Cour Administrative d'Appel de Nancy — Décision N° CAA54-25NC01203

mardi 22 juillet 2025

JuridictionCour Administrative d'Appel de Nancy
SectionCour Administrative d'Appel de Nancy
N° DossierCAA54-25NC01203
TypeOrdonnance
Recoursexcès de pouvoir
PublicationC
FormationJuge des référés
Avocat requérantMIRABEL

Texte intégral

Vu la procédure suivante :

Procédure devant la cour :

Par une requête enregistrée le 12 mai 2025, M. C, Mme D ; M. et Mme B entendent contester l'arrêté N° 2025-A-59-IC du 21 mars 2025 du préfet de la Marne, portant autorisation environnementale d'exploiter une installation de production d'électricité utilisant l'énergie mécanique du vent par la SAS Parc éolien du champ de l'Alouette sur les communes de Neuvy et Joiselle (51).

Ils soutiennent que :

- la procédure est viciée dès lors qu'il n'a pas été tenu compte des résultats de l'enquête publique et de l'hostilité de la population ;

- certains élus sont intéressés au projet ;

- le préfet a refusé un projet de parc éolien à Morsains ;

- les résultats des élections législatives ont été affectés par cette situation ;

- la formulation des prescriptions concernant les mesures spécifiques aux chiroptères et à l'avifaune ne sont pas claires.

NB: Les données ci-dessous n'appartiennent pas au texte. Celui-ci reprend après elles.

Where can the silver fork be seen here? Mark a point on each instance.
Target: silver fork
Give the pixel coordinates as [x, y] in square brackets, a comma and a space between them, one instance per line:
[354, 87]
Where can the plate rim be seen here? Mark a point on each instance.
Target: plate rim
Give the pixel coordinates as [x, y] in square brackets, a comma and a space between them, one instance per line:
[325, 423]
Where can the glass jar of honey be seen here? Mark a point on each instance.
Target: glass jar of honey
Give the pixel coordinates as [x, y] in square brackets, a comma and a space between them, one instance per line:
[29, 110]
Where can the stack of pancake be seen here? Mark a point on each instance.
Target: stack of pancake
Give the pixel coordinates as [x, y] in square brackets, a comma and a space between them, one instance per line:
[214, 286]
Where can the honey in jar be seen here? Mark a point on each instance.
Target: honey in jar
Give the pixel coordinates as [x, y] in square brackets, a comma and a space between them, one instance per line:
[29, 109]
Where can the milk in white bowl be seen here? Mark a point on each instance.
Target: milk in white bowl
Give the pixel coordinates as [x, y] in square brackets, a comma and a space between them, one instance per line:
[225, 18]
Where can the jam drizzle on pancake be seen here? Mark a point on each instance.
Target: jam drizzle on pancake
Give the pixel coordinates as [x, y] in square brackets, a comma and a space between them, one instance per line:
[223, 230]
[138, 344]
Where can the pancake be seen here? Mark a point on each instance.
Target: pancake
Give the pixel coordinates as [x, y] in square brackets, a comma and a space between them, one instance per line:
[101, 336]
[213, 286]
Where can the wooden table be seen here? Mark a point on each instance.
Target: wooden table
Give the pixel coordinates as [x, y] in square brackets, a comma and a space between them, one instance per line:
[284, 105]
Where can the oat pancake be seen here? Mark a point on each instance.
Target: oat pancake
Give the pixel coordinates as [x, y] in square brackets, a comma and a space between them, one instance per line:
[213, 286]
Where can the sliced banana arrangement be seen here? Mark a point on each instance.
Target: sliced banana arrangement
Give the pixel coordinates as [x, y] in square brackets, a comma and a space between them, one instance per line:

Vu les autres pièces du dossier ;

Vu le code de justice administrative.

Considérant ce qui suit :

1. Aux termes de l'article R. 222-1 du code de justice administrative : " Les présidents () de cour administrative d'appel, () les présidents de formation de jugement () des cours peuvent, par ordonnance : () / 4° Rejeter les requêtes manifestement irrecevables, lorsque la juridiction n'est pas tenue d'inviter leur auteur à les régulariser () / 7° Rejeter, après l'expiration du délai de recours ou, lorsqu'un mémoire complémentaire a été annoncé, après la production de ce mémoire, les requêtes ne comportant que des moyens de légalité externe manifestement infondés, des moyens irrecevables, des moyens inopérants ou des moyens qui ne sont assortis que de faits manifestement insusceptibles de venir à leur soutien ou ne sont manifestement pas assortis des précisions permettant d'en apprécier le bien-fondé. ".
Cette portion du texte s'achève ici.